Subvertical Faults Can Create Electrical Light Shows During Earthquakes

April Flowers for redOrbit.com – Your Universe Online

A new study, published in Seismological Research Letters, reveals that rare earthquake lights are more likely to occur on or near rift environments. These environments are where subvertical faults allow stress-induced electrical currents to flow rapidly to the surface.

Scholars have been intrigued by the luminous phenomena known as earthquake lights (EQL) since the earliest days of seismology. EQL appear before or during earthquakes, but rarely after.

Spheres of light floating through the air is one of the variety of forms that EQL can take. Pedestrians observed 4-inch-high flames of light flickering above the stone-paved Francesco Crispi Avenue seconds before the 2009 L’Aquila, Italy earthquake struck. In another example, a bright purple-pink globe of light moved through the sky along the St. Lawrence River near Quebec on November 12, 1988, 11 days before a powerful quake. About 62 miles northwest of San Francisco, a couple saw streams of light running along the ground two nights before the famous 1906 earthquake.

According to the team, the common factor associated with EQL appears to be continental rift environments. The study examined 65 documented cases of EQL since 1600 AD. Eighty-five percent of these appeared spatially on or near rifts, and 97 percent were observed adjacent to subvertical faults — for example, a rift, a graben, a strike-slip or a transform fault.

“The numbers are striking and unexpected,” said Robert Thériault, a geologist with the Ministère des Ressources Naturelles of Québec. Thériault worked with a team of colleagues to cull centuries of literature references, limiting the cases in this study to 65 of the best-documented events in the Americas and Europe.

“We don’t know quite yet why more earthquake light events are related to rift environments than other types of faults,” said Thériault, “but unlike other faults that may dip at a 30-35 degree angle, such as in subduction zones, subvertical faults characterize the rift environments in these cases.”

Of the 65 cases, two are associated with subduction zones, but Thériault suggests there may be an unknown subvertical fault present. “We may not know the fault distribution beneath the ground,” said Thériault. “We have some idea of surface structures, but sedimentary layers or water may obscure the underlying fault structure.”

The 65 earthquakes studied range in magnitude from M3.6 to 9.2. Eighty percent of them were M5.0 or greater. The observed EQL varied in shape and extent, though most commonly appeared as globular luminous masses, either stationary or moving, as atmospheric illuminations or as flame-like luminosities emanating from the ground.

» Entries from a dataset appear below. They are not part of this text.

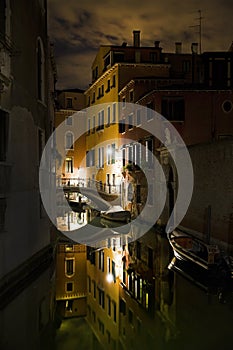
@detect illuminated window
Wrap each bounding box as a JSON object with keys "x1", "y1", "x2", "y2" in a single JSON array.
[
  {"x1": 66, "y1": 115, "x2": 73, "y2": 125},
  {"x1": 66, "y1": 97, "x2": 73, "y2": 108},
  {"x1": 65, "y1": 258, "x2": 74, "y2": 276},
  {"x1": 66, "y1": 131, "x2": 74, "y2": 149},
  {"x1": 112, "y1": 103, "x2": 116, "y2": 123},
  {"x1": 65, "y1": 157, "x2": 73, "y2": 173},
  {"x1": 66, "y1": 282, "x2": 74, "y2": 292}
]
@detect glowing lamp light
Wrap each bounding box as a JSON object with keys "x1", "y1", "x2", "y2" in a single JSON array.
[{"x1": 106, "y1": 273, "x2": 113, "y2": 283}]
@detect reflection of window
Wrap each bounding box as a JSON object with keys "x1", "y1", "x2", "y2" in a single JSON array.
[
  {"x1": 161, "y1": 97, "x2": 185, "y2": 121},
  {"x1": 136, "y1": 109, "x2": 142, "y2": 125},
  {"x1": 66, "y1": 282, "x2": 74, "y2": 292},
  {"x1": 112, "y1": 103, "x2": 116, "y2": 123},
  {"x1": 128, "y1": 113, "x2": 133, "y2": 130},
  {"x1": 66, "y1": 97, "x2": 73, "y2": 108},
  {"x1": 97, "y1": 110, "x2": 104, "y2": 130},
  {"x1": 112, "y1": 301, "x2": 116, "y2": 322},
  {"x1": 0, "y1": 198, "x2": 6, "y2": 232},
  {"x1": 65, "y1": 158, "x2": 73, "y2": 173},
  {"x1": 65, "y1": 259, "x2": 74, "y2": 276},
  {"x1": 107, "y1": 295, "x2": 111, "y2": 316},
  {"x1": 66, "y1": 131, "x2": 74, "y2": 149},
  {"x1": 98, "y1": 147, "x2": 104, "y2": 168},
  {"x1": 0, "y1": 109, "x2": 9, "y2": 161},
  {"x1": 98, "y1": 288, "x2": 105, "y2": 309},
  {"x1": 65, "y1": 244, "x2": 74, "y2": 252},
  {"x1": 146, "y1": 102, "x2": 153, "y2": 120},
  {"x1": 37, "y1": 38, "x2": 45, "y2": 102},
  {"x1": 66, "y1": 115, "x2": 72, "y2": 125}
]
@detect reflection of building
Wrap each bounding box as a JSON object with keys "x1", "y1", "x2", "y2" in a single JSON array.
[
  {"x1": 0, "y1": 0, "x2": 56, "y2": 349},
  {"x1": 87, "y1": 239, "x2": 122, "y2": 349},
  {"x1": 55, "y1": 89, "x2": 86, "y2": 184},
  {"x1": 56, "y1": 239, "x2": 87, "y2": 317}
]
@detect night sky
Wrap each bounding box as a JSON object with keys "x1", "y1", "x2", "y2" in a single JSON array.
[{"x1": 48, "y1": 0, "x2": 233, "y2": 89}]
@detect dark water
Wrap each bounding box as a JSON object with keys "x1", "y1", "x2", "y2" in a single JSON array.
[{"x1": 0, "y1": 223, "x2": 233, "y2": 350}]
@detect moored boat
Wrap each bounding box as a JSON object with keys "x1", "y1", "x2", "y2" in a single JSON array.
[{"x1": 100, "y1": 205, "x2": 131, "y2": 223}]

The researchers found that timing and distance to the epicenter varied widely. The fact that most earthquake lights are seen before or during a seismic event, but rarely afterwards, suggests that the processes responsible for EQL formation are related to a rapid build-up of stress prior to fault rupture and rapid local stress changes during the propagation of the seismic waves. Positive holes, which are stress-activated mobile electronic charge carriers, flow swiftly along stress gradients. When they reach the surface, they ionize air molecules and generate the EQLs.

The account of a local L’Aquila resident, who, after seeing flashes of light from inside his home two hours before the main shock, rushed his family outside to safety, interests Thériault.

“It’s one of the very few documented accounts of someone acting on the presence of earthquake lights,” said Thériault. “Earthquake lights as a pre-earthquake phenomenon, in combination with other types of parameters that vary prior to seismic activity, may one day help forecast the approach of a major quake,” said Thériault.